Back to School: the First Six Points



As referred to in Friday’s post, here’s the first half of my twelve-point outline which I propose after having innumerable conversations with parents, education leaders, and school board members.  I welcome input on this discussion and we will collectively put more meat on the bones in coming weeks:

1. We create a strong relationship between the elected leaders of the Seattle Public Schools and the City of Seattle. The Seattle City Council, the Mayor, and the elected School Board members must build strong relationships with each other and Seattle’s School Superintendent.  A commitment will be made to share information and resources to answer one question. How do we make Seattle Public Schools the place where parents want to enroll their students because this is where their students will receive the best public education?

2. Coordinate Schools and City Resources.  The City of Seattle and the School District should identify ways to better coordinate our resources. Seattle has parks, museums, and police.  The School District has approximately 90 active schools and 120 properties.  The lessons we are learning from the Seattle Youth and Families Initiative  must be applied in all neighborhoods.  For example, how can our schools have expanded hours for before and after school care and special programming?  And as strategies are considered for expanded school day/year schedules, the City should consider where expenditure decisions best align with the School District’s Strategic Plan.  

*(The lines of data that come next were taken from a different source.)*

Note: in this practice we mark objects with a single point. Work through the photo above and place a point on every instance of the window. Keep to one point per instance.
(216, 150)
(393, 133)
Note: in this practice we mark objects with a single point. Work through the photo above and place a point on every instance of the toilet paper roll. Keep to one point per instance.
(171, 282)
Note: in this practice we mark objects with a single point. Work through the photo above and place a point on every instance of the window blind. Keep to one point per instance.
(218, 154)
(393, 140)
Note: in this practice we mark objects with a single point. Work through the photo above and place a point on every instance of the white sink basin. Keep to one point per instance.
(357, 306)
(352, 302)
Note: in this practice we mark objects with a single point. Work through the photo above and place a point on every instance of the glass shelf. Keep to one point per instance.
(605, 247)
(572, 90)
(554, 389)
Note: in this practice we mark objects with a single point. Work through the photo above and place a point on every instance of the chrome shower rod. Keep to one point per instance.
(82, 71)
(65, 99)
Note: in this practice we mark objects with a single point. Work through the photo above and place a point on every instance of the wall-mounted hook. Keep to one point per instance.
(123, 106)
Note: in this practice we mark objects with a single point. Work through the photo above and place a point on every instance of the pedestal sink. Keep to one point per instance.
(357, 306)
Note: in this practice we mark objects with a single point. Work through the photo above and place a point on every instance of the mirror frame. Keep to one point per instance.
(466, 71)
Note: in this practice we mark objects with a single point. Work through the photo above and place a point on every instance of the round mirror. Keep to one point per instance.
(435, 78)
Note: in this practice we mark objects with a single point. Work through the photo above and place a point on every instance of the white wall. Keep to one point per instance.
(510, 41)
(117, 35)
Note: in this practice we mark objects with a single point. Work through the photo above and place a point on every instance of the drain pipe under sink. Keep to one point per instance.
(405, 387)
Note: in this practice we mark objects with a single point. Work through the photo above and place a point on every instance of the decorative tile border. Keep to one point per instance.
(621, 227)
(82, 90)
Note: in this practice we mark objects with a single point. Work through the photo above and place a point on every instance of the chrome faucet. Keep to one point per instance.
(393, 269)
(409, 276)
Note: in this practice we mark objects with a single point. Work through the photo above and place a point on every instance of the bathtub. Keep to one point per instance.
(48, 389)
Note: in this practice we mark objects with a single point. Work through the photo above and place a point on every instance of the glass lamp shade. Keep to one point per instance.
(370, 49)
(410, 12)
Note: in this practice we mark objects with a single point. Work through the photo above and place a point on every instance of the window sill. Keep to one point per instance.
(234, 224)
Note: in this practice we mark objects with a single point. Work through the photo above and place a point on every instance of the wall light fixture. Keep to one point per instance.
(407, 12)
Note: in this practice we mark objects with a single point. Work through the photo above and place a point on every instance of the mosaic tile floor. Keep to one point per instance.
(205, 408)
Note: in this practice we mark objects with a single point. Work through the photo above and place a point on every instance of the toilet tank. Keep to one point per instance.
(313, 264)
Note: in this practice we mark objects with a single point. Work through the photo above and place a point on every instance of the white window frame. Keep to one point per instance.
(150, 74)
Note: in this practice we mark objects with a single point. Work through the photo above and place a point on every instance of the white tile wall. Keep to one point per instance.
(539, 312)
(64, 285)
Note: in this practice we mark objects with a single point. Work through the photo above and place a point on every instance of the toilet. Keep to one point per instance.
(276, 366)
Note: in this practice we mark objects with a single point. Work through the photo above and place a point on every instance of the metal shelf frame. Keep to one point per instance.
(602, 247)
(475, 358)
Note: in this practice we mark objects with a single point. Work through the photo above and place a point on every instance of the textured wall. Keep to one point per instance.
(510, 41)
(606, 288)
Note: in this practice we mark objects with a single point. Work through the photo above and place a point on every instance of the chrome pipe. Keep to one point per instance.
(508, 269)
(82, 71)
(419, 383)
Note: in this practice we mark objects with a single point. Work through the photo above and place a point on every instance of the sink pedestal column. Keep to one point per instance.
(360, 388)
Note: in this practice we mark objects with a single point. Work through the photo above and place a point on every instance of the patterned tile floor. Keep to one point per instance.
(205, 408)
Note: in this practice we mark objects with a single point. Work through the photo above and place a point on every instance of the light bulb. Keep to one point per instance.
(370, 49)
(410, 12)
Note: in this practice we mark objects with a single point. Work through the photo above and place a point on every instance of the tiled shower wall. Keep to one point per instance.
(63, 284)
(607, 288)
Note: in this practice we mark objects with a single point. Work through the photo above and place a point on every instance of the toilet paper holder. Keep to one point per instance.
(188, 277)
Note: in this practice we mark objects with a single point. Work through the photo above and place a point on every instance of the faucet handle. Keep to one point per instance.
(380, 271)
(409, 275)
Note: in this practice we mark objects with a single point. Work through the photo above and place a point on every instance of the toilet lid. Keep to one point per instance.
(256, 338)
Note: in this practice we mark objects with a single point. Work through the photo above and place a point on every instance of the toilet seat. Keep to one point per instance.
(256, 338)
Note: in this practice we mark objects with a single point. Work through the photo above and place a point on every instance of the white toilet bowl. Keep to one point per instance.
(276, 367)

3. Curriculum for all students.  As a city, we must recognize that a large percentage of our students transfer between schools during the year.  Continuity of education — let alone holding on to self esteem among a new group of peers — can be a struggle for these students. We will encourage the efforts of organizations such as Alliance for Education to align the basic curriculum, which provides continuity of learning material for students who transfer.  Alignment of curriculum supports students while providing space for teachers to creatively teach.  Simultaneously, we must allow teachers the flexibility to use their own creativity to teach the material in a way they know best.

4. Create Relevant Curriculum.  We must support the efforts of local schools and neighborhoods to add relevant curriculum options for their students.  The goal is to keep students interested in learning and staying in school because students see the value.  This approach capitalizes on a neighborhood strengths and the teacher’s abilities.

5. Technical Skills Training.  We have a strong societal need for technical and apprenticeship classes.  In recent years, hands-on training has not been appropriately valued.  As a community we must recognize and financially support strong technical and skills training not necessarily in lieu of, but at least as an option to, a college-bound track.  Technical skills training can teach applied math and applied language arts to those who choose that path and provide the background for a solid career .

6. Social Services into the School Buildings.  We should invite community-based agencies to locate in and next to the school buildings when space is available.  This includes before and after school childcare, appropriate family planning and counseling services, and parent/child advocacy services.  This will provide space for organizations that need it and services for people who need them in one location.

I’ll post the remaining six points tomorrow. As always, your feedback is welcome.